Hard Drive. What’s really great about these is that nowadays you can get large drives for really low prices. If you shop around, you can easily get an 80GB hard drive for RM135 or under (these prices keep on going down all the time).

As your shopping for a hard drive, you’ll probably see a whole bunch of different brands. After all, the data on your hard drive is very important, and loosing it is not an option. So spending an extra RM10 for the good brand name is essential when it comes to hard drives.

Monitor. Out of all the items listed, the monitor will probably cost you the most (if you buy LCD). There isn’t much I can really recommend for monitors, except make sure you get something with a warranty.

If you really want to get fancy (and spend allot more money) you can get the LCD monitors. Also, if you’re like me and you have your eyes glued to your computer monitor for long periods of time, consider getting a LCD monitor. These run for about RM450 to RM1600. If you still have good eyesight, then I suggest you get one of these before you go blind ;-). Besides that, you can save a lot of space!

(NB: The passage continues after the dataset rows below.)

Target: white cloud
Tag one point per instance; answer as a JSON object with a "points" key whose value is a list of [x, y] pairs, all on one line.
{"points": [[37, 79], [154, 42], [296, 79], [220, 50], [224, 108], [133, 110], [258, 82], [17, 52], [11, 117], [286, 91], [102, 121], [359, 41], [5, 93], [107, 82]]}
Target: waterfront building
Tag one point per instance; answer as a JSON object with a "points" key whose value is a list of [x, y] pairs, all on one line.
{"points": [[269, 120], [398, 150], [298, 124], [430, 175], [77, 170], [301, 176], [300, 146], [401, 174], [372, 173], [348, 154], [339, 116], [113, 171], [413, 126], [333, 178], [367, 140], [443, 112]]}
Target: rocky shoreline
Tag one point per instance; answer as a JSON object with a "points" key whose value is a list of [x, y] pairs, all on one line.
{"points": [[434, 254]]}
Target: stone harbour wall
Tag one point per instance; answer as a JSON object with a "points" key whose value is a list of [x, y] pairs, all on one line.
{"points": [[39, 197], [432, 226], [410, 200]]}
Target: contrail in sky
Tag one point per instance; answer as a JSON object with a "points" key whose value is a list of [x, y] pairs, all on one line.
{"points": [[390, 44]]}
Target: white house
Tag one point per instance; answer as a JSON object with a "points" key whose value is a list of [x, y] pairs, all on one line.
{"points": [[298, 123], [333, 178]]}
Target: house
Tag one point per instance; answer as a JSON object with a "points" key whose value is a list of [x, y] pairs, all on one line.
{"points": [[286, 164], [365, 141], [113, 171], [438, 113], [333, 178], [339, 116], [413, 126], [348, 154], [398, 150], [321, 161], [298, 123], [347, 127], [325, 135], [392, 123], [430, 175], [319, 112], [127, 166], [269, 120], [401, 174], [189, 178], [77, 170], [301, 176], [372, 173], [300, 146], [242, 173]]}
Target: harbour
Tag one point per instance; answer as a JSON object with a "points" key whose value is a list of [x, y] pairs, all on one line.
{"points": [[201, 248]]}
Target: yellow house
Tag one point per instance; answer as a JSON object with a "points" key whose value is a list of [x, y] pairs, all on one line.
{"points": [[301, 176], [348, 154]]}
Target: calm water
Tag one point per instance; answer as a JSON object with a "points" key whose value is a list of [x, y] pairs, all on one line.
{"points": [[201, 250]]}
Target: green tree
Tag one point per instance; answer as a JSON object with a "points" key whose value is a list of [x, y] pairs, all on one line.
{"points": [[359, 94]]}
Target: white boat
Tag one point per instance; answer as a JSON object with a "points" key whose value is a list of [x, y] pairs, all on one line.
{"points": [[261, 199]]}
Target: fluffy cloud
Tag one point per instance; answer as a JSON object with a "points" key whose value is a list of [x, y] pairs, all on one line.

Graphic Card. Another main essential part of your computer system, the video card is a must. Without it (unless you have video inbuilt on your motherboard) you won’t really be able to use your newly built PC.

Now the tough question is what type of video card you need.

  1. 128MB 64Bits PCIE video card. This is your basic card (which I personally refer to as obsolete). While you won’t really feel much power if you work with graphics, and you really won’t be able to play allot of the newer graphical intense video games, a 128MB PCIE video card is perfect for just regular Internet usage and application and light games and other low graphic usage software. They are also really cheap.
  2. 256MB 128Bits PCIE video card. This is your better alternative to enhanced graphic usage and video gaming. These cards perform quite well for graphic work and can really stand up within video games.
  3. 512MB 256Bits PCIE video card. These types of cards are slowly becoming the standard in all newer computers now. Basically this is what you need if you want to experience video gaming and enhanced video and graphical work. Unfortunately the price tag for these types of cards is rarely under RM 300

Keyboard & Mouse. This is really a no “brainer” category. You should just get a regular keyboard, and not worry about the fancy keyboards or wireless.

If you’re building a new computer for your kids, you may want to get one of those keyboards made just for kids. They’re really great and easy to use for the younger child.

As for the mouse, stick with optical mouse. You don’t need to spend RM100 on a mouse. RM15 to RM30 should get you something good, solid and with a good looks.

Optical Drive. It’s quite simple. Don’t get anything less than a 52x speed drive, and don’t get the bargain DVD drives if your kid’s use the computer allot. Also, you may consider getting yourself a DVD-Writer.